12 Apr On Practicing True Vision
In one of the Harry Potter books, Harry hides in a safe home that is made invisible to the world through magic. As I was driving home one day, I noticed a house, right in front of my kitchen window, that I have never noticed before. Granted, it was a small house squeezed between two apartment buildings (which it can be argued that it should have made it even more conspicuous) and it was across 6 lanes of busy traffic. Nevertheless, I have never seen that house before. I was in shock. I consider myself an observant person (as discussed above) and I look out the window 50 times a day. How could this be? How could I not have seen this house?
Well, quite common, right? Happens all the time, and when thinking of Harry Potter’s safe house, we realize it doesn’t take much magic to render something invisible. I am willing to bet, most things are invisible until they are visible. From other people’s feelings, to products and services we desperately need and never notice, to objects, nature, and people; even ourselves to ourselves.
Invisibility is a fact of life.
So we need to practice true vision. We need to practice “seeing” while keeping our eyes open into the world. There is nothing complicated to this. Just add intent and pause (a few seconds of pause are all that is needed). Boom! True vision.
What can you use true vision for? A ton of stuff, from understanding your environment, to understanding people at work (your boss, your colleagues, your clients), to deconstructing emotions.
Example: I was in Sienna, Italy, one summer a few years back. My daughter was 7 months old, in my arms, with a wet diaper. My mother was behind me, nursing a bad hip, barely walking. My husband was ahead of me almost lost in the huge tourist crowds, on the verge of an asthma attack. I was in the middle of Sienna, one of the most magnificent medieval towns in the world. Sienna was of course, gorgeous and at that moment, completely inaccessible to me because all these other issues and worries were fully occupying the bandwidth I had. Completely aware that I might never be in Sienna ever again in this lifetime, I did something very simple and most powerful, something that I keep using as a technique all the time, something that I recommend to you when you feel stressed.
I stopped.
I wanted to “file away” a memory of that beautiful place so I can revisit it later, in solitude, to rewind the tape and enjoy Sienna, if not in real time, at least in my mind’s eye. I literally stopped in the middle of that plaza and scanned my surroundings, literally taking mental photographs, smelling the air, listening to the din of the crowd, feeling the wind and the sun on my face. I said to myself: “I can’t enjoy it now, but nobody can prevent me from enjoying it later. This memory is mine and mine alone.” It took a few seconds – a few seconds of true vision – and then I walked away, searching for my family, up ahead.

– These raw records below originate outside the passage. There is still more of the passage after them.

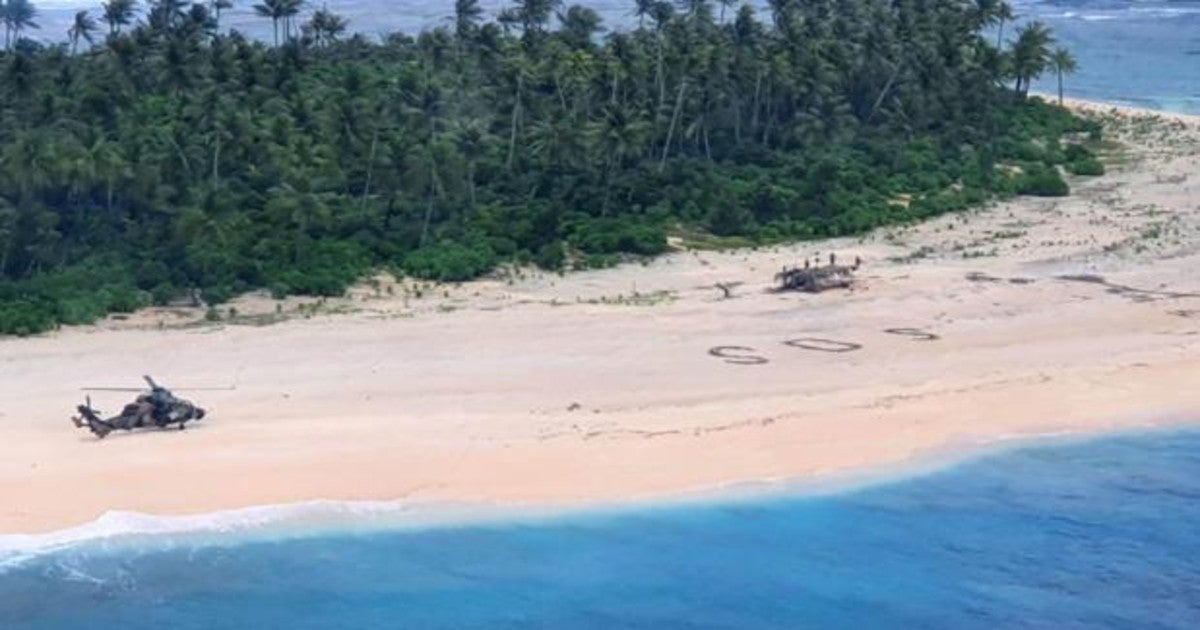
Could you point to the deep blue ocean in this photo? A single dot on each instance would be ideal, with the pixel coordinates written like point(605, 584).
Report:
point(1143, 53)
point(1084, 534)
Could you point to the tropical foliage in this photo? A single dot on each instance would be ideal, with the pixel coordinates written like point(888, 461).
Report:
point(171, 157)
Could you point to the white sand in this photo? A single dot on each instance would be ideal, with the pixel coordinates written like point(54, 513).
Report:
point(556, 390)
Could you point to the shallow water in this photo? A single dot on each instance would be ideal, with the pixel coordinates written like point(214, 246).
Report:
point(1143, 53)
point(1103, 533)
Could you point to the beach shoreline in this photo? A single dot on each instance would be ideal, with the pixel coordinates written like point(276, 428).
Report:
point(1033, 317)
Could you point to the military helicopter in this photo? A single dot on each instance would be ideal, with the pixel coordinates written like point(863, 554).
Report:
point(155, 407)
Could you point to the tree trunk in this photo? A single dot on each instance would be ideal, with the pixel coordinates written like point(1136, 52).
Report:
point(513, 124)
point(216, 160)
point(366, 186)
point(471, 183)
point(675, 119)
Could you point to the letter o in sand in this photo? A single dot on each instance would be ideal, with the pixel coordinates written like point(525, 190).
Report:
point(915, 333)
point(725, 352)
point(817, 343)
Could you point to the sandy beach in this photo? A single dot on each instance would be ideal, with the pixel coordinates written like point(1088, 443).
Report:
point(1029, 317)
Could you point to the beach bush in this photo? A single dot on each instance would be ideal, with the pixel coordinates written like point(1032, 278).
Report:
point(168, 159)
point(1043, 181)
point(1089, 166)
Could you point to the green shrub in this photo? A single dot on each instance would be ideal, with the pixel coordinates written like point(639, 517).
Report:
point(1044, 181)
point(1089, 166)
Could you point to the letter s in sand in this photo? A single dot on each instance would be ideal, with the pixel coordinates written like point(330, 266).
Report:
point(730, 353)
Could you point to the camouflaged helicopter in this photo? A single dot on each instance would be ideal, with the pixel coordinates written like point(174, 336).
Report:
point(156, 407)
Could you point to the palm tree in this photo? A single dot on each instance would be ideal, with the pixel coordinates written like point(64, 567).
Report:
point(1031, 54)
point(18, 16)
point(289, 11)
point(276, 10)
point(118, 13)
point(324, 27)
point(642, 9)
point(217, 6)
point(1062, 63)
point(1002, 13)
point(83, 28)
point(467, 15)
point(726, 4)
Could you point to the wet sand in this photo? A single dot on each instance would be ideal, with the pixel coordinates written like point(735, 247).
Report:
point(1025, 318)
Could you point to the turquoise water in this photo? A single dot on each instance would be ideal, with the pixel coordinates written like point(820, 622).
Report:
point(1144, 53)
point(1096, 534)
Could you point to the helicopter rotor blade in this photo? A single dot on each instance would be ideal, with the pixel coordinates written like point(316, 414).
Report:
point(231, 388)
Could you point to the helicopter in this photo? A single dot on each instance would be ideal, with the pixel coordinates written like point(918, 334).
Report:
point(156, 407)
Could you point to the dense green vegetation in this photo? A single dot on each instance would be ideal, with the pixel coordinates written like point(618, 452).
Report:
point(165, 156)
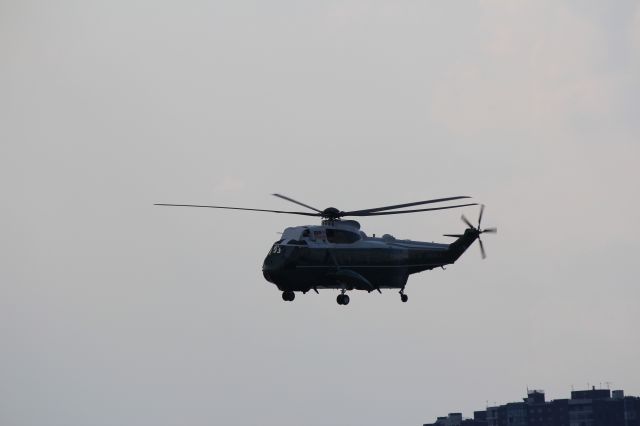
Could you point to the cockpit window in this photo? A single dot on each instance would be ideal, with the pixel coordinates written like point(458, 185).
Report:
point(339, 236)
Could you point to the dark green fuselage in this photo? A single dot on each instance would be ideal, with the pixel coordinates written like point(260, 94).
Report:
point(369, 264)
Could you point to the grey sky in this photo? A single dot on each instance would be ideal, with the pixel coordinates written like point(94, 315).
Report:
point(114, 312)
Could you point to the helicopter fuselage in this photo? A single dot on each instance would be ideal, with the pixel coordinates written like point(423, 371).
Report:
point(338, 255)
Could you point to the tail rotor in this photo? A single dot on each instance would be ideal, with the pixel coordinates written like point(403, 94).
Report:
point(479, 230)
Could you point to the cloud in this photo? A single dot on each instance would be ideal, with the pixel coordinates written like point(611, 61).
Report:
point(532, 65)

If the banking of that rich, textured, beautiful memory would have been the only outcome of that true vision moment, that would have been enough. To my amazement however, as I was walking away, I noticed that everything had shifted internally. My daughter’s diaper was still wet, and nothing had changed in the health of my mom or husband, but my internal framework was completely different. I didn’t feel overwhelmed anymore. I wasn’t irritated. I was light as a feather. I was happy.
That is the gift of true vision.
If paying attention to detail to feed the brain with information is the ability to see at the micro level, true vision is macro level. True vision is looking for the things between the things, for the whole, for the tapestry of myriad things and how they come together. Combine the two, and well, you’ve truly got your superpower.